After we have downloaded our trusted OS, you can start creating an image. The yellow jersey of the leader is in E01 (Encase) format and there are several reasons for this:

• recognized by experts format - this is important if it comes to court.
• Most forensic utilities have support for this format — you will not have to convert an image during the analysis phase.
• arbitrary compression ratio - it depends on the final size and the time required to create an image, you can choose the desired degree depending on the situation.
• arbitrary fragment size — so that it is convenient to copy the image over the network or save the image on FAT32 file systems, you can split the image into 4000 MB fragments.
• service fields in which you can save various data (for example, the name of the expert who performs the image removal, the time difference on the examined computer with the actual time, the serial number of the disk from which the image is taken, etc.).
• integrity control - at the creation stage, the checksum of the image is calculated.

To create an image in E01 format, it is best to use the time-tested and free FTK Imager Lite , which can be included in the WinFE boot disk.
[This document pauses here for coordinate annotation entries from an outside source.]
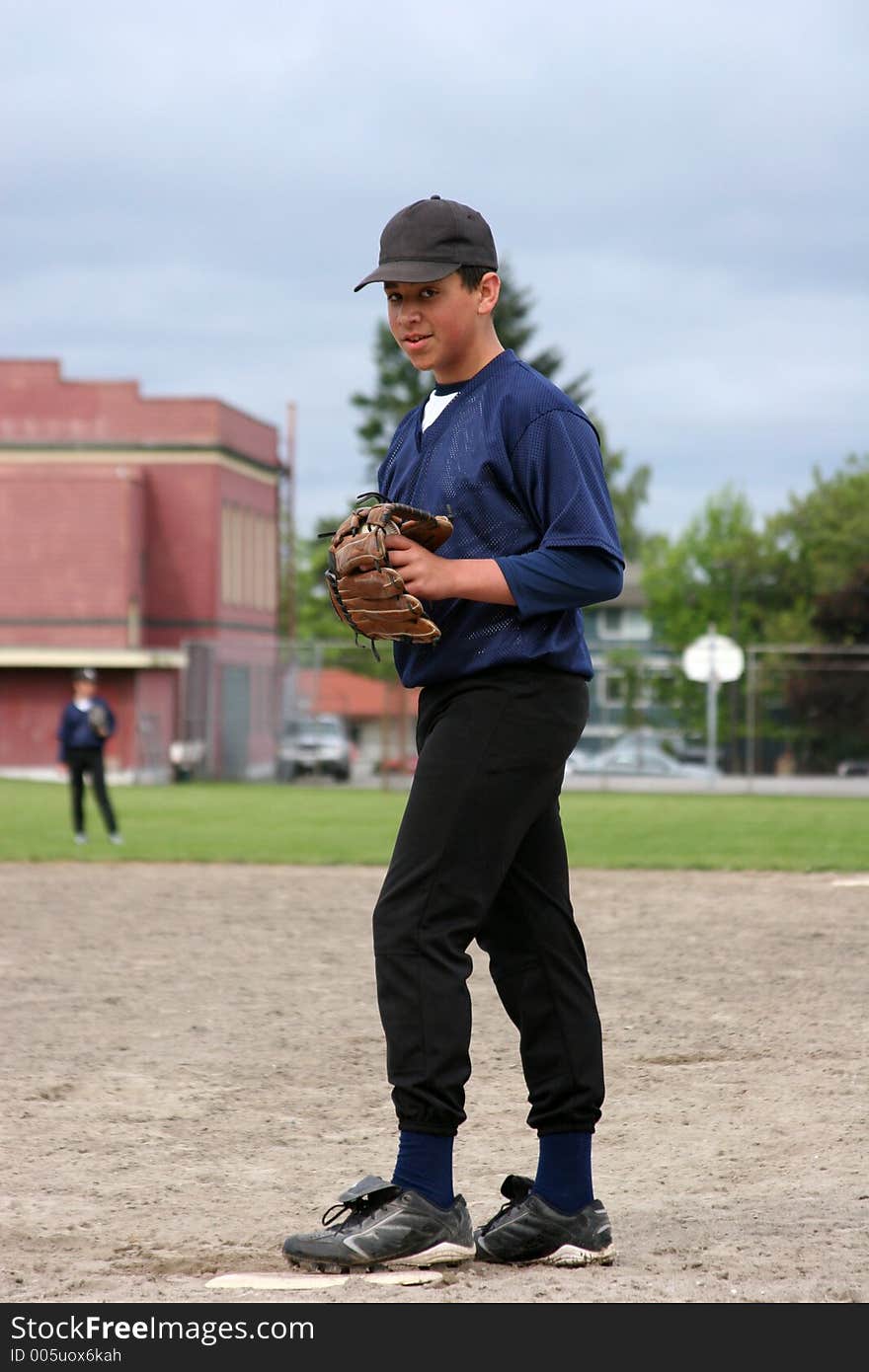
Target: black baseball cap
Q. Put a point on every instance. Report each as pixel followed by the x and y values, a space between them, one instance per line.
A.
pixel 429 239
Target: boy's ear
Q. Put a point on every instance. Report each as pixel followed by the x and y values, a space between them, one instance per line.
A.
pixel 489 292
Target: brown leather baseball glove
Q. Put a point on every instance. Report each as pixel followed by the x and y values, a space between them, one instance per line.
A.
pixel 366 593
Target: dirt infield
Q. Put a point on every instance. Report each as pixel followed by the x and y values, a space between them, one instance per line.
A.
pixel 193 1066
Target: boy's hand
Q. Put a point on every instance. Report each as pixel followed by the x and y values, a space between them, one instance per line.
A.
pixel 430 576
pixel 425 573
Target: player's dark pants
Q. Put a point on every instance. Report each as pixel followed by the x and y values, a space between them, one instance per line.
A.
pixel 481 855
pixel 90 760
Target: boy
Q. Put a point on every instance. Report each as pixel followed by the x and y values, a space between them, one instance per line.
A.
pixel 85 724
pixel 479 852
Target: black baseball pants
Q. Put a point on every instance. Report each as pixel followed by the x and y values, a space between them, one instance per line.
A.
pixel 83 760
pixel 481 855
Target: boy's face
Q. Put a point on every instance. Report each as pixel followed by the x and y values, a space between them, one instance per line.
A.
pixel 436 323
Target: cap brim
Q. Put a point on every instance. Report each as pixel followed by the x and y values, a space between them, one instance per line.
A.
pixel 409 271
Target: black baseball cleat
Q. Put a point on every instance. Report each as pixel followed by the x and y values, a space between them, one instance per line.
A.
pixel 384 1224
pixel 527 1230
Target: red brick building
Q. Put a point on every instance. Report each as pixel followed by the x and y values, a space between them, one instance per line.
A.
pixel 139 537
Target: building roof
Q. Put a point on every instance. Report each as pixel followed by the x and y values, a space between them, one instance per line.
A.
pixel 39 407
pixel 334 690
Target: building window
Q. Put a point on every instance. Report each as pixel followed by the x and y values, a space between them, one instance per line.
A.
pixel 612 689
pixel 247 559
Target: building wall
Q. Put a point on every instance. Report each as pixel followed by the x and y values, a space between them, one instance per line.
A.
pixel 115 517
pixel 155 714
pixel 70 564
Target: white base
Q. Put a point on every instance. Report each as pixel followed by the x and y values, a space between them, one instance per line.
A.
pixel 440 1253
pixel 569 1256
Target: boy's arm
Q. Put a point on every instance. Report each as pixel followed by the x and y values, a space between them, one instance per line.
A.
pixel 432 576
pixel 60 734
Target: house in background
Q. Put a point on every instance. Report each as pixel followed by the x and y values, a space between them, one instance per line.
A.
pixel 628 660
pixel 137 537
pixel 380 715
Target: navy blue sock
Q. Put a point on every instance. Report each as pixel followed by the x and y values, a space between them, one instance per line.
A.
pixel 425 1164
pixel 565 1171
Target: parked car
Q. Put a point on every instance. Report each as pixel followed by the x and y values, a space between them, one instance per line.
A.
pixel 636 755
pixel 315 745
pixel 853 769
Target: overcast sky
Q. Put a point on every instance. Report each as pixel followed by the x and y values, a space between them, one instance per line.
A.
pixel 190 192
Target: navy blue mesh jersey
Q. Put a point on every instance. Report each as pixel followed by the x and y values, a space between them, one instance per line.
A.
pixel 516 465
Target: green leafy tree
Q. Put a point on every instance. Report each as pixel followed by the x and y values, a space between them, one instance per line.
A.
pixel 828 696
pixel 722 570
pixel 824 534
pixel 400 387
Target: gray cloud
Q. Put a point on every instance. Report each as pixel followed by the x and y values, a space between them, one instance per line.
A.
pixel 193 191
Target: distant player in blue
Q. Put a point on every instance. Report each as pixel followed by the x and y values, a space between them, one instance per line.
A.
pixel 85 724
pixel 481 854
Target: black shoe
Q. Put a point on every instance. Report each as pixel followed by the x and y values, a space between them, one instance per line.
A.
pixel 384 1224
pixel 527 1230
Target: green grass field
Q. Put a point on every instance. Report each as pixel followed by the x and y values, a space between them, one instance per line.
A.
pixel 268 823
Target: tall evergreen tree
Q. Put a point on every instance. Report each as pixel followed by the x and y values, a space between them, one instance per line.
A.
pixel 400 387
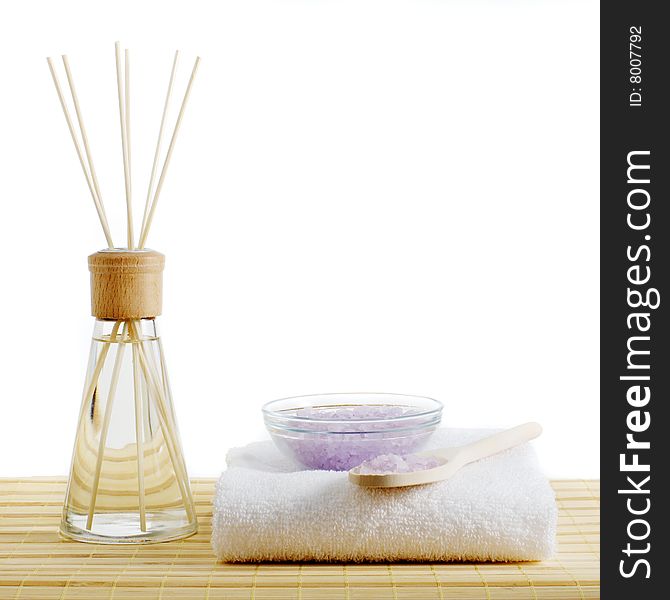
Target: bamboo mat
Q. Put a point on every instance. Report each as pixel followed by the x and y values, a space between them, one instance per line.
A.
pixel 36 564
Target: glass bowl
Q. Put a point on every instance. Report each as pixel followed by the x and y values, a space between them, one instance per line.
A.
pixel 337 432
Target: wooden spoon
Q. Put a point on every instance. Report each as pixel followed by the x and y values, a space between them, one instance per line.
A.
pixel 451 459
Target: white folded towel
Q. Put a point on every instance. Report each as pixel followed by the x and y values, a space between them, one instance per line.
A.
pixel 267 508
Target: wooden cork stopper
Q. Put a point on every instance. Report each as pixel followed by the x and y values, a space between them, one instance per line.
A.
pixel 126 284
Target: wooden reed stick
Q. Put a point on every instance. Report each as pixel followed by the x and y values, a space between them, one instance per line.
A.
pixel 90 386
pixel 166 164
pixel 165 420
pixel 118 361
pixel 124 146
pixel 169 433
pixel 128 140
pixel 139 441
pixel 68 120
pixel 161 129
pixel 84 136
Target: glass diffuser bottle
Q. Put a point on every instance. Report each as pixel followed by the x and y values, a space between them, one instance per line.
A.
pixel 128 480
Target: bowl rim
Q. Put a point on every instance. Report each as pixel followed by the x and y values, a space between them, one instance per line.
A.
pixel 281 415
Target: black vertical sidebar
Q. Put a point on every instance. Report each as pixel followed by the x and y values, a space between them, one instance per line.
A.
pixel 635 297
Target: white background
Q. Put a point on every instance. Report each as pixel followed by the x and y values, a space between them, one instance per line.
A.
pixel 365 195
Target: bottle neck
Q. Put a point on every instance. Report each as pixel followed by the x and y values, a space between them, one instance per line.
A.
pixel 126 331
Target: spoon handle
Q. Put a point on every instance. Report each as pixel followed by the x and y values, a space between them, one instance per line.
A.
pixel 498 442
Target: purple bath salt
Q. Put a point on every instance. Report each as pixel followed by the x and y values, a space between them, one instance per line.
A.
pixel 338 438
pixel 395 463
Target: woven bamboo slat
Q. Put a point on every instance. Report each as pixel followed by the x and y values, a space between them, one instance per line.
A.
pixel 36 564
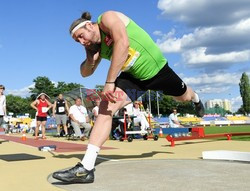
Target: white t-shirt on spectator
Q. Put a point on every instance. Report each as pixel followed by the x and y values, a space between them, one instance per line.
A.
pixel 79 112
pixel 172 117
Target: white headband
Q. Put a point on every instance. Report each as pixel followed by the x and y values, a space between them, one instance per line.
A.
pixel 79 26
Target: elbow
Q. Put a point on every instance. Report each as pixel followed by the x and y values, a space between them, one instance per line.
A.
pixel 85 74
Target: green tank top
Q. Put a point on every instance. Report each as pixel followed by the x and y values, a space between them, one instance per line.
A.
pixel 144 59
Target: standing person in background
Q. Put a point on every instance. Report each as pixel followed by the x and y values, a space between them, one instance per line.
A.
pixel 60 108
pixel 42 106
pixel 2 105
pixel 174 122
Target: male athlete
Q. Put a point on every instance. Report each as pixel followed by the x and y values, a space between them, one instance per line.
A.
pixel 136 65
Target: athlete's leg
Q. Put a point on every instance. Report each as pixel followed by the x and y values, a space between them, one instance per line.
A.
pixel 99 134
pixel 38 123
pixel 43 128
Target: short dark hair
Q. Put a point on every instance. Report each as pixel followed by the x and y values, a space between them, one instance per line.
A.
pixel 84 17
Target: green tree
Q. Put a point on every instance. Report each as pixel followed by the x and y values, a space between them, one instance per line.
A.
pixel 245 92
pixel 63 87
pixel 19 105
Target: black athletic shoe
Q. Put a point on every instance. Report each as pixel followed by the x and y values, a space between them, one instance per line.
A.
pixel 199 108
pixel 76 174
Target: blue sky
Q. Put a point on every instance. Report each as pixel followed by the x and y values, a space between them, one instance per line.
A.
pixel 205 41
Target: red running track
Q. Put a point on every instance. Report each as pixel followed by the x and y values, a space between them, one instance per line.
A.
pixel 60 146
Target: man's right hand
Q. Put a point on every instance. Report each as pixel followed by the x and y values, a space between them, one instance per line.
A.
pixel 109 93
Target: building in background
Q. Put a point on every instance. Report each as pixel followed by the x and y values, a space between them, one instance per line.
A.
pixel 225 104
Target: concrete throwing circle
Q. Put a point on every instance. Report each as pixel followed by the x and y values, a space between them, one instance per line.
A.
pixel 162 175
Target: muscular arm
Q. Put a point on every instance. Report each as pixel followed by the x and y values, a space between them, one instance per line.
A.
pixel 113 25
pixel 34 103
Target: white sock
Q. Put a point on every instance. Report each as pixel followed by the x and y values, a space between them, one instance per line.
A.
pixel 196 98
pixel 90 156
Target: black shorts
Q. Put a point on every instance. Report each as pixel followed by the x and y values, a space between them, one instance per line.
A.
pixel 165 81
pixel 38 118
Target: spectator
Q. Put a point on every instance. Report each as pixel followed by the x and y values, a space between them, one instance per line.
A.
pixel 174 122
pixel 79 119
pixel 2 105
pixel 140 117
pixel 60 108
pixel 42 106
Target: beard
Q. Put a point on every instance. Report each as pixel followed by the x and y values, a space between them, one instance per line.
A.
pixel 94 47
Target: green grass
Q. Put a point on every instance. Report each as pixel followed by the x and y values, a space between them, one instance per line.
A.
pixel 230 129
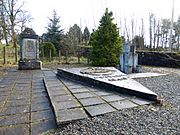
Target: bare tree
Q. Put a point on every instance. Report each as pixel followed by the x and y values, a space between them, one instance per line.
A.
pixel 4 28
pixel 151 15
pixel 13 9
pixel 126 29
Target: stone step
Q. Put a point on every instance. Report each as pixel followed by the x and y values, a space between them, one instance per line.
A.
pixel 112 79
pixel 74 101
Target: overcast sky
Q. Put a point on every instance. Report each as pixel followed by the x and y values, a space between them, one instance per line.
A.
pixel 88 12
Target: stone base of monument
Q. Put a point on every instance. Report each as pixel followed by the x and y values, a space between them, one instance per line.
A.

By the way, there is not much point in using the Use AD Encryption function (image protection with a password), since This protection is easily removed.

Conclusion

A must-have for those who don’t have time to read this article: use the WinFE bundled with FTK Imager Lite and save the image in E01 format to capture the image from the computer under investigation.

PS Outside this article there are tools for flash memory drives ( Flash memory: problems for computer forensics , Erase cannot be recovered ), as well as tools for removing the memory dump from a running system.

If Habra is interested, then I will talk about how you can analyze the images obtained using open source software.